The following references will be found to be fully classified in the index which accompanies the book, and will perhaps prove suggestive, at least, of further research on the part of the individual reader.
Further west, beyond Westminster and the Parliament Houses, is Millbank, where is Church Street, running from the river to St. John's Church, Westminster, that atrociously ill-mannered church of Queen Anne's day, built it is said on the lines of a footstool overturned in one of that lady's fits of petulant wrath. Down Church Street ran Martha, followed by Copperfield and Peggotty, bent on suicide.
Not the slum it was when described by Dickens, it is to-day a sufficiently "mean street" to be suggestive.
Here too, was Jenny Wren's house, on the left going toward the church in Smith Square.

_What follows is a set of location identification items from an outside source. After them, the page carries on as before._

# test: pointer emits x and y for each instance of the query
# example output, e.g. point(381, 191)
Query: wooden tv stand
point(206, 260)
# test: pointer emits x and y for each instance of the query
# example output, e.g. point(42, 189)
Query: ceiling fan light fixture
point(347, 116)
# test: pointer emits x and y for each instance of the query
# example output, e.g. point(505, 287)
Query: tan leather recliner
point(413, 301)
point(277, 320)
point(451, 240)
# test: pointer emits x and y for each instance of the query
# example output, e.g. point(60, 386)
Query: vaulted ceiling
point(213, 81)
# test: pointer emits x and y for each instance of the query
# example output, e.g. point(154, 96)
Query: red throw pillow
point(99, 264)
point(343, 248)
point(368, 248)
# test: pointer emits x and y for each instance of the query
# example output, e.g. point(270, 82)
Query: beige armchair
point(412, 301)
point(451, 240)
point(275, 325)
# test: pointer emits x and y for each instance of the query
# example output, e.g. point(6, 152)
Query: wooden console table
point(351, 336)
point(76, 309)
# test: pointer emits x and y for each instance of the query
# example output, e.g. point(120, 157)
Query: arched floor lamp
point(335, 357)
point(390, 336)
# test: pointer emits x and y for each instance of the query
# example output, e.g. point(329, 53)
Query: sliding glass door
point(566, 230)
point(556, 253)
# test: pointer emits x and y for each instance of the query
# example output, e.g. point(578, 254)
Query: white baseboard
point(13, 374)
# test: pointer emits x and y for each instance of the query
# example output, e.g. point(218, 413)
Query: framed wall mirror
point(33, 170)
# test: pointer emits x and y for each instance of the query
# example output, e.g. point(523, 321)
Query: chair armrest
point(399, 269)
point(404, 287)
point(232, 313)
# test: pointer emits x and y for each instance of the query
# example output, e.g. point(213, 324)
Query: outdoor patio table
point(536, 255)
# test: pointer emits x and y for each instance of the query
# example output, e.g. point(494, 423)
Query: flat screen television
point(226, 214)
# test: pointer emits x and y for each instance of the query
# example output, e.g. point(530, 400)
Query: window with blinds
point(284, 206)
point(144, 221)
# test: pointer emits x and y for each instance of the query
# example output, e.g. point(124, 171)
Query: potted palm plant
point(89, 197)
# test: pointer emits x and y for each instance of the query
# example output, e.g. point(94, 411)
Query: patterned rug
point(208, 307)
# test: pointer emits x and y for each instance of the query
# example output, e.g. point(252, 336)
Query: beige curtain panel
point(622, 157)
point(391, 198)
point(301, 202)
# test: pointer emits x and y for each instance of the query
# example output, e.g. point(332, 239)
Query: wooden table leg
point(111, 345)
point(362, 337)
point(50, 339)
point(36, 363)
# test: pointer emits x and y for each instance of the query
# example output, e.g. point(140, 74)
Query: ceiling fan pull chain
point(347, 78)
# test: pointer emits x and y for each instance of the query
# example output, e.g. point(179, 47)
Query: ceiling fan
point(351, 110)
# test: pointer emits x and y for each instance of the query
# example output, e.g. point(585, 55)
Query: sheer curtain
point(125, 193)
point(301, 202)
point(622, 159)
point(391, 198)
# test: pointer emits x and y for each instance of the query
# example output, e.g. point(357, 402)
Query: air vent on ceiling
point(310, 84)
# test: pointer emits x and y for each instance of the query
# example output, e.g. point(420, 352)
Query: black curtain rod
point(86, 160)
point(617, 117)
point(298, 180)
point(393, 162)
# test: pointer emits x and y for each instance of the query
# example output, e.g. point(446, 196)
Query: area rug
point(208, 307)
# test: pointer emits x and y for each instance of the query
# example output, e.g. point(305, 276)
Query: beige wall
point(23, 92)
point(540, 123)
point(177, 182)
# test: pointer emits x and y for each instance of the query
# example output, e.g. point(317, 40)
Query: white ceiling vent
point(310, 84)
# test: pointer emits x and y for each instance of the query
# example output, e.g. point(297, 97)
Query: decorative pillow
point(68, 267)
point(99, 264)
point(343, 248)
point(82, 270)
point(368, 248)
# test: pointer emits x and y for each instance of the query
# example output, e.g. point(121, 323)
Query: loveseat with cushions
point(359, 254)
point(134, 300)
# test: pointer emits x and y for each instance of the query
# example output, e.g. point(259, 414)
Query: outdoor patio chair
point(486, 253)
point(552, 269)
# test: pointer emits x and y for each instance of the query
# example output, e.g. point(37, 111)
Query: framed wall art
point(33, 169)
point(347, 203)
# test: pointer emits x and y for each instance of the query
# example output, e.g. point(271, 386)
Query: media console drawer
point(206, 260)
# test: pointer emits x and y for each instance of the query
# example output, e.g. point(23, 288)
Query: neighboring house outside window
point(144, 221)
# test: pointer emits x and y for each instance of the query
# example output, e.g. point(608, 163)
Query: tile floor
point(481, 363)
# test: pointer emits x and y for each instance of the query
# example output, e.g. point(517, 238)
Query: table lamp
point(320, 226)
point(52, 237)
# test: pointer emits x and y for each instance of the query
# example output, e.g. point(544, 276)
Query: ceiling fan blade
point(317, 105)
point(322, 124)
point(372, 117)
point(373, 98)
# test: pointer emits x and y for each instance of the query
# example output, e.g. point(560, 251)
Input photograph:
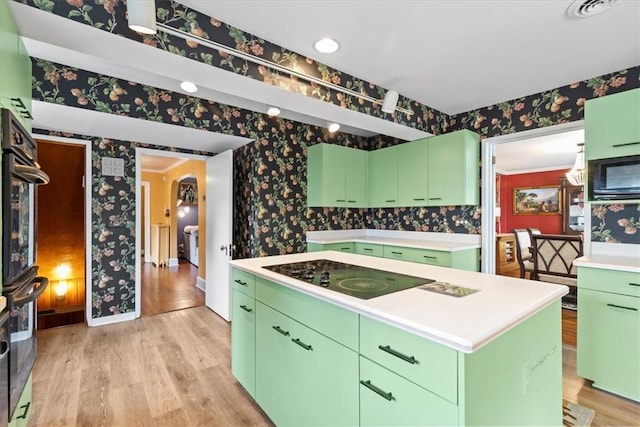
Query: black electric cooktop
point(353, 280)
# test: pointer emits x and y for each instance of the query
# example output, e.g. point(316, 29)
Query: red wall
point(548, 224)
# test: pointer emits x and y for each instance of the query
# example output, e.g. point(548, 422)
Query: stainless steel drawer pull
point(388, 349)
point(377, 390)
point(301, 344)
point(282, 331)
point(622, 306)
point(625, 145)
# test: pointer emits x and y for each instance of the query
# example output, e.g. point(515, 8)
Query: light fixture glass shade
point(390, 101)
point(142, 16)
point(576, 175)
point(333, 127)
point(273, 111)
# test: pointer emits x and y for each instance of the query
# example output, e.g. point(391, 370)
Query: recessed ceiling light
point(273, 111)
point(326, 45)
point(189, 87)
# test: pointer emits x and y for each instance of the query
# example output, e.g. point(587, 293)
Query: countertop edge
point(439, 336)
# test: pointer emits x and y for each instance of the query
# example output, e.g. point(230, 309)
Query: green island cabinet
point(611, 125)
point(15, 69)
point(467, 259)
point(336, 176)
point(23, 409)
point(318, 364)
point(383, 177)
point(454, 169)
point(609, 330)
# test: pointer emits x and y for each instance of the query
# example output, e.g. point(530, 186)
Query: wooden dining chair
point(523, 252)
point(553, 257)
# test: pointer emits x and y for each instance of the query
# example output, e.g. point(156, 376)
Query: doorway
point(61, 236)
point(166, 280)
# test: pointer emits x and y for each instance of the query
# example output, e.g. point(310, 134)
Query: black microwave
point(614, 179)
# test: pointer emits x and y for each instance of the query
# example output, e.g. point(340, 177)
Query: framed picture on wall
point(188, 193)
point(544, 200)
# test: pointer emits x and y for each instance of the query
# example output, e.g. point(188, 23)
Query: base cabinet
point(609, 330)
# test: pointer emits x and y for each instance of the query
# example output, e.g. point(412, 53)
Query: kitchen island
point(313, 356)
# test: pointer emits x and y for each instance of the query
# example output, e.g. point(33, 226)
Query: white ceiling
point(452, 55)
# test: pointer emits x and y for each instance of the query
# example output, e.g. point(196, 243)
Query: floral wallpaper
point(113, 224)
point(615, 223)
point(110, 16)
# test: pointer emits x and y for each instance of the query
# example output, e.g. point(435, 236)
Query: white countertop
point(609, 262)
point(411, 239)
point(465, 323)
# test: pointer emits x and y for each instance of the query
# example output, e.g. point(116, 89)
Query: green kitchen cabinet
point(383, 177)
point(336, 176)
point(24, 407)
point(303, 377)
point(387, 399)
point(609, 330)
point(454, 169)
point(370, 249)
point(243, 340)
point(611, 125)
point(413, 185)
point(342, 247)
point(15, 68)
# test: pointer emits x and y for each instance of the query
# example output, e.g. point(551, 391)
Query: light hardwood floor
point(173, 369)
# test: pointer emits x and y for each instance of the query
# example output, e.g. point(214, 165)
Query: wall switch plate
point(112, 166)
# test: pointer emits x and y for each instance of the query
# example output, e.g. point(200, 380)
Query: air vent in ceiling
point(587, 8)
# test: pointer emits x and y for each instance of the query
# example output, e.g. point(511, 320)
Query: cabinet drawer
point(428, 256)
point(608, 341)
point(619, 282)
point(369, 249)
point(388, 399)
point(428, 364)
point(328, 319)
point(243, 281)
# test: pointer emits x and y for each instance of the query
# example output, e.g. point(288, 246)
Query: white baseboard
point(107, 320)
point(201, 284)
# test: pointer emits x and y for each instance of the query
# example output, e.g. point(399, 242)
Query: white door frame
point(488, 194)
point(88, 255)
point(139, 152)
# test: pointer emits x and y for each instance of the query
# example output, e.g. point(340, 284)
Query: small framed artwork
point(188, 193)
point(544, 200)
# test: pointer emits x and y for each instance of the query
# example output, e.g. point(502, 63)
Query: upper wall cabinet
point(454, 169)
point(611, 125)
point(15, 69)
point(412, 173)
point(383, 177)
point(336, 176)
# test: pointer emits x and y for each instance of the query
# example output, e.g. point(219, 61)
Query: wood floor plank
point(173, 369)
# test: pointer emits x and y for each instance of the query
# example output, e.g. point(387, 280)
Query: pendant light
point(142, 16)
point(576, 175)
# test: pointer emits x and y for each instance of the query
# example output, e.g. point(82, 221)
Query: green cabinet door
point(611, 125)
point(243, 340)
point(356, 177)
point(453, 169)
point(383, 177)
point(412, 173)
point(387, 399)
point(609, 341)
point(303, 377)
point(325, 175)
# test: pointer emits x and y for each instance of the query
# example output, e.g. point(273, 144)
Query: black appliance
point(20, 282)
point(614, 179)
point(354, 280)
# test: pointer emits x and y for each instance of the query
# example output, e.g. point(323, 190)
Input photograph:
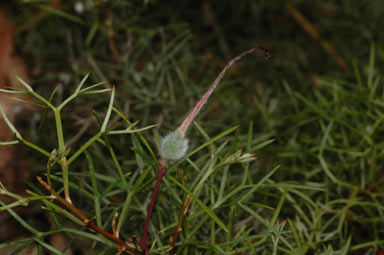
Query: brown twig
point(162, 170)
point(87, 222)
point(183, 212)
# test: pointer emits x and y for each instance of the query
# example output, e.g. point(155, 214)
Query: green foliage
point(301, 174)
point(174, 146)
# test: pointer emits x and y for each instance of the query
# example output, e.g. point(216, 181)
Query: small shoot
point(174, 146)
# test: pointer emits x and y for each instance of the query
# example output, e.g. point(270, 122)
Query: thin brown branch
point(162, 170)
point(184, 209)
point(87, 222)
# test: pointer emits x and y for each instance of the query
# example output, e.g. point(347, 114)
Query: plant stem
point(162, 170)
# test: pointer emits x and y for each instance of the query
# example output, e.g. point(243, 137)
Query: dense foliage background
point(320, 98)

Vauxhall Bridge, also reminiscent of Dickens, is near by, though the structure which formerly graced the site has given way to a temporary ungainly thing, which is neither beautiful to look upon nor suitable to its purpose.

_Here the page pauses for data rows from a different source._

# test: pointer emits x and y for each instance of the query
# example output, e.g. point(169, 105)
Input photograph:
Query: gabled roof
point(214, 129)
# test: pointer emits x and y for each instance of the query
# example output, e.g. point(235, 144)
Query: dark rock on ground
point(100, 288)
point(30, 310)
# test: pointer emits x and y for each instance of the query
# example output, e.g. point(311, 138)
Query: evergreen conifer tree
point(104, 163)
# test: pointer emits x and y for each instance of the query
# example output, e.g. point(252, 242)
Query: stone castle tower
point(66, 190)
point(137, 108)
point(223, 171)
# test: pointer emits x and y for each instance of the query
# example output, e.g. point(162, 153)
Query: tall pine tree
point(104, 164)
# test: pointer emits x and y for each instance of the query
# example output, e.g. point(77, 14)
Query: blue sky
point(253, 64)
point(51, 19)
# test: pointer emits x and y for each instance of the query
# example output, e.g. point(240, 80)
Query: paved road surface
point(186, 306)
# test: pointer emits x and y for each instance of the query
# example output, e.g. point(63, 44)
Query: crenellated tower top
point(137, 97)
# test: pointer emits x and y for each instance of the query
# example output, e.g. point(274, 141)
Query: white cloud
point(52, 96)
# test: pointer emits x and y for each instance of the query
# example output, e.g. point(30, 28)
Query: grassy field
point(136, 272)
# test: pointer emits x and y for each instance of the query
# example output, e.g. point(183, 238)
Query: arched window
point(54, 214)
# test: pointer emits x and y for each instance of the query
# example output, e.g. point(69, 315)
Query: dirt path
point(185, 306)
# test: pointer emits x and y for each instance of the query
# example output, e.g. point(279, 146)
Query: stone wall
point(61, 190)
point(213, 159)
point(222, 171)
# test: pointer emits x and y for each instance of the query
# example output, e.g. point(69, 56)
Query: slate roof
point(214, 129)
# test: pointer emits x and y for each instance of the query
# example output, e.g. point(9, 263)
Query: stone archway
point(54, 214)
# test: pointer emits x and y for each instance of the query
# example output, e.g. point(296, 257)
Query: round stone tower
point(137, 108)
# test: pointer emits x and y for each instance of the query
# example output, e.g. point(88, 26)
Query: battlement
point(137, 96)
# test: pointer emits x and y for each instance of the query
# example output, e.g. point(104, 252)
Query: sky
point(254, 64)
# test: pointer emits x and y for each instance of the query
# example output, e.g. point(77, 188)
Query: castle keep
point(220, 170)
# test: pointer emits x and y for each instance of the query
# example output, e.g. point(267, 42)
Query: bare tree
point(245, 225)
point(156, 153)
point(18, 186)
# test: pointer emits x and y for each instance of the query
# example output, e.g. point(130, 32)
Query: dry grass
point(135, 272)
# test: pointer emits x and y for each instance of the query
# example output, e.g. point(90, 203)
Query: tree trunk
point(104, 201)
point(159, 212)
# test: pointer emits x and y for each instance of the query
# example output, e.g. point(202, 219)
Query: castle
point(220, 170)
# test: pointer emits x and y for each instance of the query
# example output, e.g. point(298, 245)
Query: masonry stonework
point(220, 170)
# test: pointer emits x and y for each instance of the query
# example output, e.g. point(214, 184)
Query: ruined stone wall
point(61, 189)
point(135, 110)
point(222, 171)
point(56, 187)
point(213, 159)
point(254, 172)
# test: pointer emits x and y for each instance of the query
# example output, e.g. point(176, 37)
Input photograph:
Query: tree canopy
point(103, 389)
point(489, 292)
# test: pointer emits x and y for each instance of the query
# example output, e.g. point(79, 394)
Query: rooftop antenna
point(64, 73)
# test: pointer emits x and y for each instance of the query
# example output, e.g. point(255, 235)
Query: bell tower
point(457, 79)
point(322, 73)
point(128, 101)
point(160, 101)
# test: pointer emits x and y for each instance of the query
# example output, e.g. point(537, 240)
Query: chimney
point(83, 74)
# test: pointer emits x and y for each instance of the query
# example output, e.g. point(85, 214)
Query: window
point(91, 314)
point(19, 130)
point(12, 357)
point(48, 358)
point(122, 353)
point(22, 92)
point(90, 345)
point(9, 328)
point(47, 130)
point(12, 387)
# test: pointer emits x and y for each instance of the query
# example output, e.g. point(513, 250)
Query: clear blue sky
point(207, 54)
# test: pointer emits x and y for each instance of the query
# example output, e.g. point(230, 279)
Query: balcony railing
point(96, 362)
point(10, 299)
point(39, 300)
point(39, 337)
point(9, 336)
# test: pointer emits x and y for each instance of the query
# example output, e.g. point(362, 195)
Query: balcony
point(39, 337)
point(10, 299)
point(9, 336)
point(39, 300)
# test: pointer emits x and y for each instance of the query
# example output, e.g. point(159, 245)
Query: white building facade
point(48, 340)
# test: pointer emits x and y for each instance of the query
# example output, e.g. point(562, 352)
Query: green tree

In the neighbourhood of Charing Cross, on Craven Street, at No. 8, is still the door-knocker which so looked, to Scrooge, like a human face.
In Chandos Street, till within the last eight or ten years, were two old-time shops, to which Warren's Blacking Factory removed before the boy Dickens left their employ.
In Chandos Street, too, were the "pudding-shop" and "à la mode beef-shop," of which Dickens made such emphatic mention to his biographer, Forster.
At the corner of Parliament Street and Whitehall, in Westminster, was, until the beginning of the twentieth century, the "Old Red Lion" public house, which calls to mind the episode of "the very best stunning ale" in "Copperfield," but which is reputedly attributed as actually happening to Dickens himself.
Chancery Lane is largely identified with the story of "Bleak House." The garden of Lincoln's Inn was fondly referred to by little Miss Flite as "her garden." Law offices, stationers' shops, and eating-houses abound in the purlieus of Chancery Lane, which, though having undergone considerable change in the last quarter-century, has still, in addition to the majesty which is supposed to surround the law, something of those "disowned relations of the law and hangers-on" of which Dickens wrote.